Patrícia não admite ser afrontada. Olha-o nos
olhos, fria e cientificamente. O homem, tomado de fúria, alavanca a mão
esquerda para dar o tapa e a sente presa, sendo esmagada...
- NINGUÉM... TOCA... NA MINHA
FILHA!!!!!!!!!!!
Ele acorda no dia seguinte, no hospital. Bastou
um golpe da mesma mão que prendia a sua, para dar uma pirueta e aterrissar
estatelado no chão de cimento bruto.
Richard leva seu rebento com delicadeza e
afagos para casa, em nada lembrando o bárbaro ensandecido que aflorou. Foi à
escola para lhe apresentar o carro novo, em primeira mão, um Volkswagen
vermelho berrante que comprou para Nancy. Mais calmo, procurando deixar o
episódio para trás, ele lhe conta que uns veteranos de guerra lhe falaram sobre
o carro, que era a coisa mais resistente que já tinham conhecido, quando
capturaram alguns na Alemanha...
- Acredita que o motor é atrás?
- E como ele consegue andar pra frente?
Explica à filha, pelo caminho, todas as
estranhezas e simplicidades extremas daquele carro estranho...
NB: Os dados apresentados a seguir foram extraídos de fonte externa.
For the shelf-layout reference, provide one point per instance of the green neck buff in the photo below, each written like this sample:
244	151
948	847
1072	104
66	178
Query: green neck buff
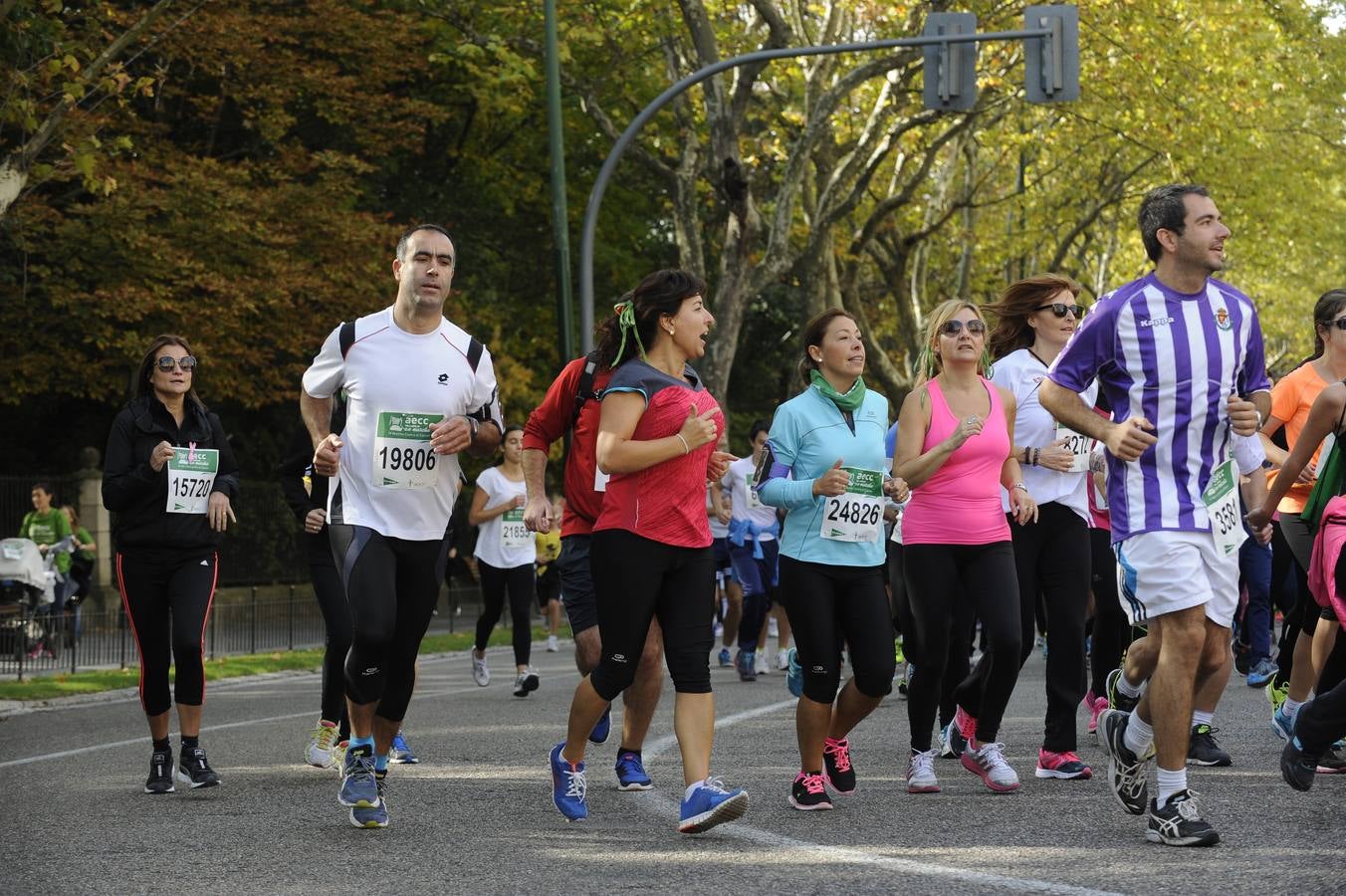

- NÃO TEM RADIADOR??? O MOTOR VAI EXPLODIR!!!
Mas não explodiu. Foram a mais de cem por
hora para Sunshadow, onde, após a festa histérica da mãe, Patrícia vê os
detalhes mecânicos daquele chucrute de quatro rodas, com cara de “cadê o
resto?” assim que vê o motor. O carro, mais de um metro menor do que o padrão
americano, é tão estranho quanto redondo, e é todo redondo...
- Mas é lindo!!! Meu primeiro carro!
O bairro inteiro cerca o carro, tentando
entender o que é aquilo, com o capô vazio e um motor sobressalente no
porta-malas. Parece frágil, fraco, mas Richard repassa os relatos dos ex-combatentes (...) Nos primeiros dias,
ultrapassando atoleiros, vencendo rampas íngremes, fazendo o dobro de milhas
por galão de gasolina, o Volkswagen vence a resistência da desconfiança. Não
tem o espaço interno, o desempenho e a capacidade de carga de uma banheira
americana, mas para o uso cotidiano é suficiente. Como o próprio Richard disse
há muitos anos, não há motivo para discriminar um alemão, agora que não
representa mais perigo. Ainda mais um alemão que (...) não pesará para manter.